Un petit bouquin, publié en avril 2012, qui contient un des rares textes en prose de la grande poétesse allemande,
Else Lasker-Schüler, née le 11 février 1869 à Wuppertal (35 kilomètres à l'est de Düsseldorf) et décédée, à l'âge de 75 ans d'une crise cardiaque, le 22 janvier 1945 à Jérusalem, où elle est enterrée au cimetière du mont des Oliviers.
Prose c'est beaucoup dire, ou alors de la prose éminemment poétique, car pour elle le poète "prend toujours sa source dans son âme, mais aussi dans les détours de son sujet, dont il habille sa poésie".
En d'autres termes, lorsque
Else Lasker-Schüler évoque par exemple ses souvenirs de la petite enfance et, à plus forte raison, l'amour pour son fils, Paul, décédé de tuberculose à l'âge de 28 ans, son âme lui dicte de la poésie, même si ses phrases ne forment pas strictement des vers.
Formulé encore autrement : son approche du passé et de ses sentiments se présente par un usage de mots et phrases qui, peu importe la forme concrète, relève de la pure poésie. Pour citer la poétesse :
"La vraie rime est une toupie,
Elle veut toujours tourner ! "
Une approche, tellement personnelle, que toute traduction vers d'autres langues doit poser des problèmes considérables. On ne peut dès lors qu'apprécier la qualité de la version française assurée par
Raphaëlle Gitlis.
Le recueil ou "pot pourri", pour reprendre la formulation de l'auteure, sont des fragments de ses écrits posthumes ("nachgelassene Schriften") réunis par Karl Jürgen Skrodzki et Itta Shedletzky du "Jüdischer Verlag" ou la maison d'édition consacrée à la culture juive dans les pays germanophones.

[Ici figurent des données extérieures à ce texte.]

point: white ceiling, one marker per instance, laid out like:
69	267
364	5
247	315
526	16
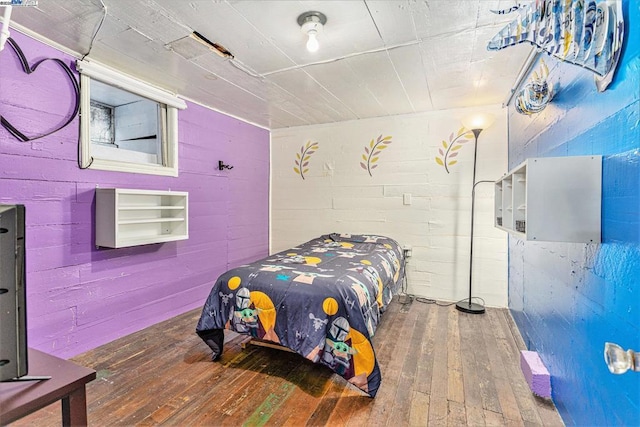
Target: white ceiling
376	57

Ces fragments se situent dans la période 1938-1939, 5 à 6 ans après l'émigration forcée de la poétesse en Suisse et à peu près 11 ans après la mort de son fils, Paul Lasker-Schüler (1899-1927), artiste peintre.
Reconnaissante pour l'accueil que la Suisse lui a réservé et ébloui par la beauté du lac de Zürich, le ton dominant de ses écrits reflète cependant une profonde mélancolie et nostalgie. Comme elle note : "...nous, les enfants d'Israël, qui nous sommes appliqués à être des citoyens loyaux et des citoyennes loyales, pour vous qui nous avez mis dehors... mon expatriation, divorce forcé de ma citoyenneté."

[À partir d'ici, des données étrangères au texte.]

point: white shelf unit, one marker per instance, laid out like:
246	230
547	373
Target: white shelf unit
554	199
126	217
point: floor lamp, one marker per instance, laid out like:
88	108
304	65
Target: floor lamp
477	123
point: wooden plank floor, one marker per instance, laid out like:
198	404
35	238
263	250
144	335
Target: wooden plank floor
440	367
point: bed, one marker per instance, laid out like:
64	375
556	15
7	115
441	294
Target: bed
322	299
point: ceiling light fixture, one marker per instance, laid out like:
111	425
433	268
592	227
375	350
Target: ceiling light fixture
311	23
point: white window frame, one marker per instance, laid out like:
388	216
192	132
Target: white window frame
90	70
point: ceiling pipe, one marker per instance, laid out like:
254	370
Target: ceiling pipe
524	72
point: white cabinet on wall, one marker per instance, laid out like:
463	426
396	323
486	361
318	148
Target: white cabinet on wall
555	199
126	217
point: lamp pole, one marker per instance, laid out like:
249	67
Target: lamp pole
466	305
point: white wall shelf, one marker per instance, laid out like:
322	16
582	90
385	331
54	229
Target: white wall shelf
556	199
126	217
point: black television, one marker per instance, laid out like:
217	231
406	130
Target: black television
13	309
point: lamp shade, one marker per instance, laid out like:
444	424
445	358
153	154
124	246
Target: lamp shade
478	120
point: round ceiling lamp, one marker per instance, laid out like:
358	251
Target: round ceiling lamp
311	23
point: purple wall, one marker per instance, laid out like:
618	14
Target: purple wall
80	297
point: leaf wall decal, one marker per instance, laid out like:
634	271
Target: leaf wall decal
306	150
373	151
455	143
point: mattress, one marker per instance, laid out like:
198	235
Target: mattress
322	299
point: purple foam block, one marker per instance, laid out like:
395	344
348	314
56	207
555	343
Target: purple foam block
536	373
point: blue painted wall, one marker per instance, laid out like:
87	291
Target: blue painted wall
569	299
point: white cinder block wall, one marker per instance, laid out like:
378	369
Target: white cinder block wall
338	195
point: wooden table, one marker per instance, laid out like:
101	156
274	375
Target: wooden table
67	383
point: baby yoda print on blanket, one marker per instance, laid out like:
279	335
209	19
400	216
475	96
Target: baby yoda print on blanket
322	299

" Où demeure le souffle échappé de ma vie ?
Je rôde sans patrie parmi le gibier,
À travers des temps blafards, rêvant, oui
Je t'ai aimé. "
"...mon Paul, ami bien-aimé, qu'une grenade a atteint au front bleu...

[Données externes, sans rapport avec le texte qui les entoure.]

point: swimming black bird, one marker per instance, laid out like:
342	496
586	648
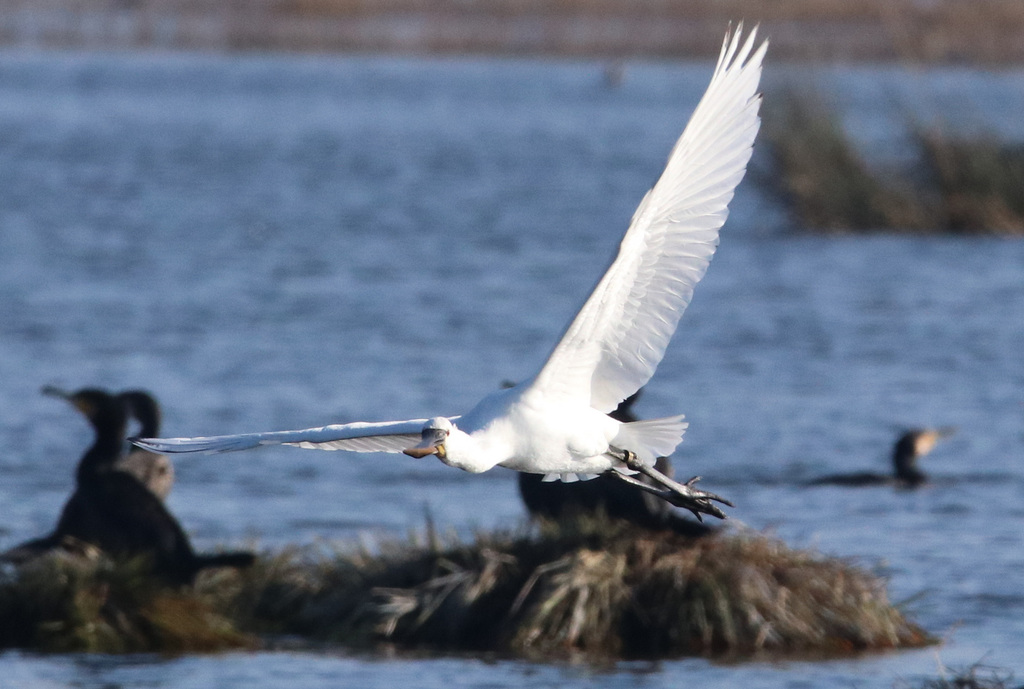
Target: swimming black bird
908	448
555	500
154	471
113	511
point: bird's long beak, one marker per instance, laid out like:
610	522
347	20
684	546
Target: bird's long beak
432	443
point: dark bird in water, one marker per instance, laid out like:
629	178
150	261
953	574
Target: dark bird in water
555	500
154	471
113	511
908	448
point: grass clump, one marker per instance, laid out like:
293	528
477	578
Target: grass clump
967	185
829	185
602	590
595	588
74	603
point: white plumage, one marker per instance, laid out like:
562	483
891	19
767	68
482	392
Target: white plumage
556	423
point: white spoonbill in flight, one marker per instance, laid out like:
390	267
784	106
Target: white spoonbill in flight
557	423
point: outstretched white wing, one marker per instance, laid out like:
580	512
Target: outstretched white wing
392	436
613	345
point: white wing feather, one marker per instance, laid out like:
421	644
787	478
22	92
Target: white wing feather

Mon garçon était beau, d'une beauté céleste dans ses derniers jours."
"L'âme du poète est sa patrie, c'est pourquoi le poète est celui qui souffre avec le plus de fermeté, son émigration."
"J'ai, à la maison, un piano bleu...
Il est dans le noir, à la porte de la cave,
Depuis que le monde s'est abruti. "
Et pour conclure un brin de philosophie : "Le désoeuvrement continu mêlé à la tristesse donne sagesse."